Release the handbrake
Release the handbrake

Anyone looking back at the investment year will be amazed by the astonishing development of various market segments. Despite geopolitical upheavals, stock markets, driven by technology stocks, have experienced an impressive rally. The same goes for many commodities.

However, the strong performance of these markets has not always been reflected in investors’ returns. This is due to three problems in local portfolios: excessively high cash balances, too large an allocation to the domestic market and portfolios often concentrated in a few large stocks.

Divide assets into three strategies

Although high cash balances give investors a sense of security, they are not as safe as they seem. Since 2017, the real purchasing power of 100 francs in a savings account has decreased by around 6%.

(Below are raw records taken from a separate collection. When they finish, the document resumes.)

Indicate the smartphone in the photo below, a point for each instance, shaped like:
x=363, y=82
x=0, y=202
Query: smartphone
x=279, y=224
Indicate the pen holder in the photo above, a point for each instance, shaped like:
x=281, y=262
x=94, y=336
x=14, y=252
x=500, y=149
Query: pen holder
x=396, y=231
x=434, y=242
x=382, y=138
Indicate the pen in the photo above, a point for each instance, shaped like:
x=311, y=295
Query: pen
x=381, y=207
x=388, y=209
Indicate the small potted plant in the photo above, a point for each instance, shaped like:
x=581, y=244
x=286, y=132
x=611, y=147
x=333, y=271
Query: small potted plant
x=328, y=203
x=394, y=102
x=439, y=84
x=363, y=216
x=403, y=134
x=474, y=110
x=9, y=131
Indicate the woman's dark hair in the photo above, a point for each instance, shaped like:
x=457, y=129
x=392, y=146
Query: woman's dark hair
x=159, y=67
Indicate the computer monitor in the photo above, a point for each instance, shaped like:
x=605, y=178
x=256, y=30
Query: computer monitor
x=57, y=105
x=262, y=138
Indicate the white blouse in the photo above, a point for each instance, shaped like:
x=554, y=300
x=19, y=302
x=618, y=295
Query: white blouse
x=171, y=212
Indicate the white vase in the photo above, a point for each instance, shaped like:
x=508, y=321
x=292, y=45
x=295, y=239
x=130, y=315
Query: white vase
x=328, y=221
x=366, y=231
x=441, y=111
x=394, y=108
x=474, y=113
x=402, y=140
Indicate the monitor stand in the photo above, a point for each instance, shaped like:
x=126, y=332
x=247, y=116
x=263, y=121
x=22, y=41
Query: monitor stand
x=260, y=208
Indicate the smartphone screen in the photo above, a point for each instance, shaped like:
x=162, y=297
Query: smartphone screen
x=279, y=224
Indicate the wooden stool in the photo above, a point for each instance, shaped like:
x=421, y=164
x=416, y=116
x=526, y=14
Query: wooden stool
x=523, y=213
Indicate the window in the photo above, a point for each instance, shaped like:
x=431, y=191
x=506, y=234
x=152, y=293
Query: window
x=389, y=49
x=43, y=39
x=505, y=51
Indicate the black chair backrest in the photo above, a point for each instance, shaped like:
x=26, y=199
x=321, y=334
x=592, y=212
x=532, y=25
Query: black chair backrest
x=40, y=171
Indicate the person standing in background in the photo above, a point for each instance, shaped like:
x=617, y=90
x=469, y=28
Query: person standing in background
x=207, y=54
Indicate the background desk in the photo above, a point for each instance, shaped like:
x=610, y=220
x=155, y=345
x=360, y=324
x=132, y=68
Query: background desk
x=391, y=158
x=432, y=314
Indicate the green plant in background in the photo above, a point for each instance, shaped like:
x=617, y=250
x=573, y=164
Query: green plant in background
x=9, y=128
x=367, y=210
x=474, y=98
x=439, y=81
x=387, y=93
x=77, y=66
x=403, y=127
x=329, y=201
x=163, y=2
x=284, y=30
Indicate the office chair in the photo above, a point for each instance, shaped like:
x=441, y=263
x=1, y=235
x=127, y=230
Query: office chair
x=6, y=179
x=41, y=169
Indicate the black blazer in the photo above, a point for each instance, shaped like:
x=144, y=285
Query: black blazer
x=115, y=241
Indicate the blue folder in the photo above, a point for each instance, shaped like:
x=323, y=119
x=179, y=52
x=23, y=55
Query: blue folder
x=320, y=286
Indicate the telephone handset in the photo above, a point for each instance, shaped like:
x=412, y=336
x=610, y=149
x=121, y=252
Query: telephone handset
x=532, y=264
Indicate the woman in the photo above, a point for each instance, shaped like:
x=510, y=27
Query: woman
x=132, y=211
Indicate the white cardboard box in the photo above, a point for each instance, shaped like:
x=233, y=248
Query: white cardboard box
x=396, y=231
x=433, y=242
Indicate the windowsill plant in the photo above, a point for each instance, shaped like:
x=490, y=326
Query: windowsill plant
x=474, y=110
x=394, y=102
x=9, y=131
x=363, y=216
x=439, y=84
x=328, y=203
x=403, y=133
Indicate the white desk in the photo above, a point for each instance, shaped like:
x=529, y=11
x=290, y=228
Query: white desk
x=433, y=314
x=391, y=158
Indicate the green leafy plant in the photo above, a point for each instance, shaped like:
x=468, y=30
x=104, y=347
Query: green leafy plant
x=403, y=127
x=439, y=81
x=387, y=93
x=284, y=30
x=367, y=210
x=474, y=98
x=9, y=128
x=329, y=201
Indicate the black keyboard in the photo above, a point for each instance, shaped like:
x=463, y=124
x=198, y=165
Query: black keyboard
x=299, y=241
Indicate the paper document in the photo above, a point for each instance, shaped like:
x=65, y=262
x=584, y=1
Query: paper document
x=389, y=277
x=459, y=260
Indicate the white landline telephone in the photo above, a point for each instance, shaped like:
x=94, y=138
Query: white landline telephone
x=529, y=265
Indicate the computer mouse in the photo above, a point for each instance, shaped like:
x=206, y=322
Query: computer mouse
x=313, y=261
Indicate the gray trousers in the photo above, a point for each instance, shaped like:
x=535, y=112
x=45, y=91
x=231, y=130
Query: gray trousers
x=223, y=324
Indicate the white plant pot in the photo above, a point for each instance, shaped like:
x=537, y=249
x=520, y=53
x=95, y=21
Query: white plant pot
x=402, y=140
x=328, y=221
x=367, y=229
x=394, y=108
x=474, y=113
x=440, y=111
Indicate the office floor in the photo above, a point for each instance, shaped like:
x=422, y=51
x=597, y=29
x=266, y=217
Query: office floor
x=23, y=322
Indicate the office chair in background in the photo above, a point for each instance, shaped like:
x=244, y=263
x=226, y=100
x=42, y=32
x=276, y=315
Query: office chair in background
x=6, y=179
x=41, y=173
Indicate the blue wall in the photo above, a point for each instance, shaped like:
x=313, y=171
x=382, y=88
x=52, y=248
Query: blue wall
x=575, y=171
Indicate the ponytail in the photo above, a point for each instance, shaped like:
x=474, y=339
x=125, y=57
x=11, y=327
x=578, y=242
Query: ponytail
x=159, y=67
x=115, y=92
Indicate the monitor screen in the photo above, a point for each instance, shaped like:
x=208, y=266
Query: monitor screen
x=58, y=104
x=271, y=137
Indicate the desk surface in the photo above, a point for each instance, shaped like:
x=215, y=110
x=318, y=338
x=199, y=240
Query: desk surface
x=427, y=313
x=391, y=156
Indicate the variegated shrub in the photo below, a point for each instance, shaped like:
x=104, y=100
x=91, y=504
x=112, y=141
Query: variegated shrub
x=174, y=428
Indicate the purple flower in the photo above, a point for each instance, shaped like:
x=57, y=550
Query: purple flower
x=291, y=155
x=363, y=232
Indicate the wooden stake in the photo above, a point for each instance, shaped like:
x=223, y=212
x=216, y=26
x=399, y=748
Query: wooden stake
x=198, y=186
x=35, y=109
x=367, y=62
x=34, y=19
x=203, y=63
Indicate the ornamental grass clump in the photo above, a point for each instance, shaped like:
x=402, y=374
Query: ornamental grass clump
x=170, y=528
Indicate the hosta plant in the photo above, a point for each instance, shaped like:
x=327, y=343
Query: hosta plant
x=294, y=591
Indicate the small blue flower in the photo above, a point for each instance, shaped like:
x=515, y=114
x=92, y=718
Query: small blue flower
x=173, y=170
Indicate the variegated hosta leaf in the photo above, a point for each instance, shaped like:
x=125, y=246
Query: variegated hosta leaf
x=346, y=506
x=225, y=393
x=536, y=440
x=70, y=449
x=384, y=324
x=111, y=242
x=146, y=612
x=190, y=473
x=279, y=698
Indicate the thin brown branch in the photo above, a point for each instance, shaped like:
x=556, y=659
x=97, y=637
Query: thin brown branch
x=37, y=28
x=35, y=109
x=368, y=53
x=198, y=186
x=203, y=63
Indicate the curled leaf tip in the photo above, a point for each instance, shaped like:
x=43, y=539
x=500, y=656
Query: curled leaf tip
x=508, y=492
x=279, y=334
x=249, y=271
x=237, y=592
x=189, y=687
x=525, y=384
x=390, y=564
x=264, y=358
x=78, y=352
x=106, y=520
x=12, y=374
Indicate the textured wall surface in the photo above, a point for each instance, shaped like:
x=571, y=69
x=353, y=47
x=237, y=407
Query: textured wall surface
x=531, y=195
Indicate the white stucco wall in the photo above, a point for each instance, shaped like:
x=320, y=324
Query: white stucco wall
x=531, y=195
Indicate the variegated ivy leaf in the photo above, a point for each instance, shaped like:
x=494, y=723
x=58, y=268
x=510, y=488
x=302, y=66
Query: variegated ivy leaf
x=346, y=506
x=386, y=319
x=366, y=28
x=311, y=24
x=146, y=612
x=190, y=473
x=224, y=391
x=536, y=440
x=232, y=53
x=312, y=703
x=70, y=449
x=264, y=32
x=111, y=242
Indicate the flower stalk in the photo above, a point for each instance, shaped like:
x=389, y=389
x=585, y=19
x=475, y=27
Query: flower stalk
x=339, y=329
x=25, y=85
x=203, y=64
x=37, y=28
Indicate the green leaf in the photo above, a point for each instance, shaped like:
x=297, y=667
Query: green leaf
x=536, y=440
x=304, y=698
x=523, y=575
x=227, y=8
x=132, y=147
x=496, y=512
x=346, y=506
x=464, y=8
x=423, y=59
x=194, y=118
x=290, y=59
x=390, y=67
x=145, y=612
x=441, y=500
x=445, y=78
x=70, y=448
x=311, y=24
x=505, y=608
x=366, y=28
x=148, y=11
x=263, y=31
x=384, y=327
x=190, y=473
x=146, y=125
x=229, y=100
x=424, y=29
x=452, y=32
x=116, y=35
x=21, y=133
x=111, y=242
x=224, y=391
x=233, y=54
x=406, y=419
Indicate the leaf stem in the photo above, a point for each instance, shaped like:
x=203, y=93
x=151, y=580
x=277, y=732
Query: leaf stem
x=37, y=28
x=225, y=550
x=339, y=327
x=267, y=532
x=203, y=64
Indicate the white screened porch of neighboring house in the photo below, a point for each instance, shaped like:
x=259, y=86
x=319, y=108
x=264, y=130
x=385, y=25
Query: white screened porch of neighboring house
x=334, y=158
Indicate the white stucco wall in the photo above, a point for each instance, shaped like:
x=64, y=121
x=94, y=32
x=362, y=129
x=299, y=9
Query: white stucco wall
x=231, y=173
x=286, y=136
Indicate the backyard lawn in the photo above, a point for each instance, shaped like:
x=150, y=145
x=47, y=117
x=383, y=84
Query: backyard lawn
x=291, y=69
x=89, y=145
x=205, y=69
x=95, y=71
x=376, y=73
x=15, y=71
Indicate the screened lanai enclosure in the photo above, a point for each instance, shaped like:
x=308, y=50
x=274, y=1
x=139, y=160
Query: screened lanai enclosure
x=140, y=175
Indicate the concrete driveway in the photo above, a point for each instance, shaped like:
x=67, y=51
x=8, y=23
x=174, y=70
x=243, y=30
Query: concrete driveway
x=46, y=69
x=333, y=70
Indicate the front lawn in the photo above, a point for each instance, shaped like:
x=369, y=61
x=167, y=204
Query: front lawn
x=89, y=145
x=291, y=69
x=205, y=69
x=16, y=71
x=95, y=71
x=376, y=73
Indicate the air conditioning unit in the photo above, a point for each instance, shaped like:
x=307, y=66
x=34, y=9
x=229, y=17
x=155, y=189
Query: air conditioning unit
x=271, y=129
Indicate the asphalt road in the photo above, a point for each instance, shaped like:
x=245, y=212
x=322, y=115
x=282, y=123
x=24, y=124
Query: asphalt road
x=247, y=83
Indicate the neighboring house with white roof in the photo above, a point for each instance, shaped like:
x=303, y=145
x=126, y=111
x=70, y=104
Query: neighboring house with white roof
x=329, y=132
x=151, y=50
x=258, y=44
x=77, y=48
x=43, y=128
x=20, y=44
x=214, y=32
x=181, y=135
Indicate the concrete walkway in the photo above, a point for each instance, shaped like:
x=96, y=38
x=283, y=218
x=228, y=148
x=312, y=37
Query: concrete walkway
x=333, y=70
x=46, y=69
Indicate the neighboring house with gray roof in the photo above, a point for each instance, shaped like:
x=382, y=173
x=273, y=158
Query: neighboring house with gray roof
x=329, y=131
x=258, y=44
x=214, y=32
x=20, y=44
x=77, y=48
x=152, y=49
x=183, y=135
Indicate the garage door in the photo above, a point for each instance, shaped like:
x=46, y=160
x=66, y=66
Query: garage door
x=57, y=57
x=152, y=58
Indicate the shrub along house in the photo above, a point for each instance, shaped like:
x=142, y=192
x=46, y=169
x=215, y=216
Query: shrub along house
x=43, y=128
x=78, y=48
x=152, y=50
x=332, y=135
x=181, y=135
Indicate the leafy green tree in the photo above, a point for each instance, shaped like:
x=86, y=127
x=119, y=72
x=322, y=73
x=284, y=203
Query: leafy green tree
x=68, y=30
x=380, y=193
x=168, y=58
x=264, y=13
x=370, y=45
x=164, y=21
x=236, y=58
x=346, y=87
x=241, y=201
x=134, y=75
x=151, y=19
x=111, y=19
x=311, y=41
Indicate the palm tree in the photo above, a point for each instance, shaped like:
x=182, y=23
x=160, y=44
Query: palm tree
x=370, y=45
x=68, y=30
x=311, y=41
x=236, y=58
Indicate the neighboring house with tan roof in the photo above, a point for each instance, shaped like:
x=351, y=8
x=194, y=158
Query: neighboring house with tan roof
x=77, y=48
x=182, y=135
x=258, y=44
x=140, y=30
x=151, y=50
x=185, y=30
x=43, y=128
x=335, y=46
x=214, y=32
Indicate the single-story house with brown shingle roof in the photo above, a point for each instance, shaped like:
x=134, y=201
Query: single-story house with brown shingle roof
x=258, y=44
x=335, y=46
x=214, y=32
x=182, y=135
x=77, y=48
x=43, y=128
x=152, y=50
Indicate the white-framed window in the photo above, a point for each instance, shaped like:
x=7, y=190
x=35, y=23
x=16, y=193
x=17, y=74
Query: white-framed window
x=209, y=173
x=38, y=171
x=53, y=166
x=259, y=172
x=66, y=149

In contrast, an investment in the global stock market would have nearly doubled in value over the same period. This means that cash reserves should be kept at a reasonable but not excessively high level. To better determine the ideal amount of emergency funds, liquidity planning is recommended by dividing assets into three strategies: liquidity, longevity and legacy.

Global diversification

The analysis shows that a very large proportion of equity investments are often held in the Swiss market, concentrated in a few large stocks. Here too, an intuitive feeling of security, since one “knows” the companies, can lead to a biased allocation towards the familiar. However, this has not paid off. If the three largest Swiss stocks were held in a portfolio, the portfolio would have achieved a performance of just over 30% since 2017.

By contrast, a portfolio with an investment in globally diversified technology stocks would have seen its value nearly quadruple over the same period. These stocks now represent about 30% of the global equity market and should continue to deliver above-average returns in the years to come, given the opportunities in artificial intelligence, automation and robotics.

Release the handbrake

The best way to release the often self-imposed handbrake is to invest the core of an investment portfolio in a well-structured model portfolio that is diversified across regional markets, asset classes and sectors.

Ideally, regular automated “rebalancing” ensures that the portfolio stays on track. A core structured in this way can then be supplemented by satellite investments, according to personal preferences, such as those in private markets, currencies or commodities.